Average Nearest Neigbor - Influence of sample size?

JakobEder · ‎10-21-2014

Hello.

I have a simple question about the Average Nearest Neighbor Tool in the Spatial Statistics Toolbox. I understand, that the result is heavily influenced by the size of the study area. This shouldn't be a problem for me, since I am always studying the same city. I want to compare five different samples (incident data) to each other by looking the z- and p-scores.

The problem is, that the biggest sample contains 500 incidents and the smallest one 100 incidents. Hence, my question is: Is the number of incidents also influencing my results? And comparisons in that case are not valid?

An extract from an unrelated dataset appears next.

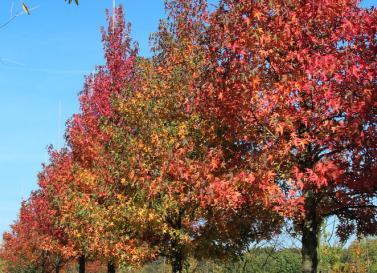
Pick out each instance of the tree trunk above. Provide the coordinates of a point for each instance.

At least it seems to me as if this is the case - higher number of incidents causes higher clustering...

Thanks for your help,

Jakob

IbrahimMohammed_Ahmed · ‎10-21-2014

F

DanPatterson_Retired · ‎10-21-2014

You did check the equations used for this analysis in the help files which shows how Do and De vary with by n and root(n/A) respectively?

JakobEder · ‎10-21-2014

Thanks for your answer. I looked again at the equations and I understand know, that the number of features has a certain influence to the NNA-values. Nevertheless, I have to admit that I am not able to estimate the degree of the distortion by just looking at the equations - could you maybe provide a non-technical summary?

Is there a way to deal with this problem?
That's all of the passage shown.